Le 24 août 1910 est donné le premier coup de pioche. Les travaux de démolition s'avèrent difficiles : le bâtiment doit être évidé sans toucher à la façade ni aux murs, rue Sainte Catherine ; le sous-sol demande un assèchement de plusieurs mois, la place Stanislas étant construite sur un marais. L'impossibilité de suspendre la circulation dans la rue Sainte Catherine n'arrange pas les choses. Alors que tout finit par s'éclaircir, la mobilisation générale vient tout suspendre. Il faut attendre 1919 pour voir reprendre les travaux. Les détails décoratifs sont mis au point par Hornecker pendant la construction du gros œuvre : les dessins conservés à la Bibliothèque municipale de Nancy témoignent du soin qu'il y apporta. Un effort commun à tous les corps de métier donne au théâtre une splendeur digne du passé. Les sculptures extérieures et intérieures, les escaliers de marbre, l'ébénisterie, la ferronnerie, l'éclairage, les dorures, tous les éléments de décoration sont assumés par les meilleurs artistes avec une exceptionnelle minutie. L'accès au théâtre se fait alors par trois larges baies, l'escalier d'honneur et ceux de côtés facilitant l'accès au foyer et aux étages. Le Grand Foyer est une pièce somptueuse, toute baignée de lumière, grâce aux hautes fenêtres et à l'abondance de lustres, offrant une vue magnifique sur la place Stanislas. Les troisièmes galeries sont dotées de toutes les commodités : des vestiaires et des accès indépendants fort utiles en cas d'incident et, surtout, unBar orientalau décor chatoyant. Respectueux de l'avis de Charles Garnier qui pensait que le rouge était favorable aux salles de spectacles, Hornecker adopta cette couleur pour la salle. Par sa chaude tonalité, ses belles proportions et des dimensions restreintes, le nouveau théâtre réussit le pari d'allier beauté et confort d'écoute.

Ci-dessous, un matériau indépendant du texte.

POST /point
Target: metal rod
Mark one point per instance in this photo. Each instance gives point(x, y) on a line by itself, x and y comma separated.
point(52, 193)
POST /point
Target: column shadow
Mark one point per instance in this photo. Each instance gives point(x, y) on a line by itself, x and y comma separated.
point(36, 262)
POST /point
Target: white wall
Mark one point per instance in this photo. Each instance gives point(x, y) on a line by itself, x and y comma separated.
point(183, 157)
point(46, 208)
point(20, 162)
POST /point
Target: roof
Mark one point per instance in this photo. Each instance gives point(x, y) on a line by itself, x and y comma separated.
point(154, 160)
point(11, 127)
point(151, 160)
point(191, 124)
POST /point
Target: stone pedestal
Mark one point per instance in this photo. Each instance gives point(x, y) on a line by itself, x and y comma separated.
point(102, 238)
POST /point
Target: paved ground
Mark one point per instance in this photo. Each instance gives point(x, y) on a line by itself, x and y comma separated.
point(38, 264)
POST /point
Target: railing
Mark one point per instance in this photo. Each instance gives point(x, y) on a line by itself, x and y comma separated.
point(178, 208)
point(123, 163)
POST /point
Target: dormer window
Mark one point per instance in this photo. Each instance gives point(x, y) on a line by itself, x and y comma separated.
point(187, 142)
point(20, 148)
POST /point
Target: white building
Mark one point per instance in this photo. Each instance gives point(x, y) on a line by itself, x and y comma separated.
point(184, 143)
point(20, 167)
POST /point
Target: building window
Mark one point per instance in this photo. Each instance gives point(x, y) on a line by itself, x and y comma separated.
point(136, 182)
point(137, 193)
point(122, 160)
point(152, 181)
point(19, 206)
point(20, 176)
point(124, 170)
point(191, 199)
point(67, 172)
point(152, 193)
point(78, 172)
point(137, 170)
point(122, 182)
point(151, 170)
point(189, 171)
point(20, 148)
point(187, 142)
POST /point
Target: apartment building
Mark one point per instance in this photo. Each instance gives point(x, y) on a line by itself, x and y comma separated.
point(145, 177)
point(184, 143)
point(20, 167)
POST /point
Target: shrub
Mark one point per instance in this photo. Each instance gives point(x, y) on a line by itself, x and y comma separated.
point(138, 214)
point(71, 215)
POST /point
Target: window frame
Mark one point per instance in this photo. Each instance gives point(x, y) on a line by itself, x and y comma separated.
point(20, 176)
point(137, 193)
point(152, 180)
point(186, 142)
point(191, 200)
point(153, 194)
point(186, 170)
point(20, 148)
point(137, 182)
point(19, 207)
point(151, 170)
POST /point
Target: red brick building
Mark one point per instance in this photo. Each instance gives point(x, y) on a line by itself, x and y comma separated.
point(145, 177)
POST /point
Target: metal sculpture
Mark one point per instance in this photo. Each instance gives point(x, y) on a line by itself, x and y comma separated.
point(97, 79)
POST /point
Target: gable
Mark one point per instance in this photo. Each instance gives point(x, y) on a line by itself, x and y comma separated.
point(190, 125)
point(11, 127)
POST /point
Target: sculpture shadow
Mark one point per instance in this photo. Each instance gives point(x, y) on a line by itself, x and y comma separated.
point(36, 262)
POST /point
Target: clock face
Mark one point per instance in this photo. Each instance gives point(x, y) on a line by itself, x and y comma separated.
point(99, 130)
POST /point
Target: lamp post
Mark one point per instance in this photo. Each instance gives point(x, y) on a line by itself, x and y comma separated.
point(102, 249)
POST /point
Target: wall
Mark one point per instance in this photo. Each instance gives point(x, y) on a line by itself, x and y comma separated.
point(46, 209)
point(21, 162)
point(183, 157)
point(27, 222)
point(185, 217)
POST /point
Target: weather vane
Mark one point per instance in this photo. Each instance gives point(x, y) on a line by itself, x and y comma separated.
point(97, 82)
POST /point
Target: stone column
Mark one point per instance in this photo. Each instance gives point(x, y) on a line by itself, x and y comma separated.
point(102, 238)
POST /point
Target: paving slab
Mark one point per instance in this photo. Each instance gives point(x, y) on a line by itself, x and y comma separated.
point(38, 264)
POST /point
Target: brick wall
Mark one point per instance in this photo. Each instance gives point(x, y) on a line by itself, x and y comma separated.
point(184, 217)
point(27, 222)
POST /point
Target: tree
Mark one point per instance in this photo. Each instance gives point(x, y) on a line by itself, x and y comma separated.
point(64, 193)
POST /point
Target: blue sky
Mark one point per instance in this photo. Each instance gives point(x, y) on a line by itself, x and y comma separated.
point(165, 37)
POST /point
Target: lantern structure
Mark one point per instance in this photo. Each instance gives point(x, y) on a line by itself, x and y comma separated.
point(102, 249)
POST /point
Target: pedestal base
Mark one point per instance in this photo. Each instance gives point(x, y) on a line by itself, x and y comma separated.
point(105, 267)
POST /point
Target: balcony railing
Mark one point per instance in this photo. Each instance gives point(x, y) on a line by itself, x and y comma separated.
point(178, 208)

l'Opéra de Nancy aujourd'hui
Pour retrouver son éclat d'origine, l'Opéra a été restauré à l'identique il y a sept ans. Il brille plus de cinquante soirs par an pour les productions de l'Opéra de Nancy et de Lorraine, les concerts de son orchestre, tout en accueillant les créations du Ballet de Lorraine. On put y apprécier divers spectacles lyriques, parfois audacieux et orignaux, ces dernières saisons, comme Aventures et nouvelles aventures de György Ligeti (1923-2006) couplé avec Eight Songs for a Mad King de Peter Maxwell Davies (né en 1934) dans une mise en scène de Brigitte Jacques et dirigés par Pierre Boulez (1983), la création française de Lady Macbeth de Mzensk de Dmitri Chostakovitch que l'on doit à Antoine Bourseiller (1988) ; plus récemment l’on y remarquait une production fort intéressante de La Bohème signée Jean-Claude Berutti [lire notre chronique du 26 décembre 2002] et le travail de Carmelo Agnello pour Il Prigioniero de Luigi Dallapiccola [lire notre chronique du 20 février 2003. Grâce aux actions d'ouvertures menées depuis plusieurs années, l'Opéra a réussi son nouveau pari, être accessible à un très large public afin que l'histoire des Opéras de Nancy, la beauté de leurs architectures et la magie de leurs scènes soient vivantes pour longtemps encore.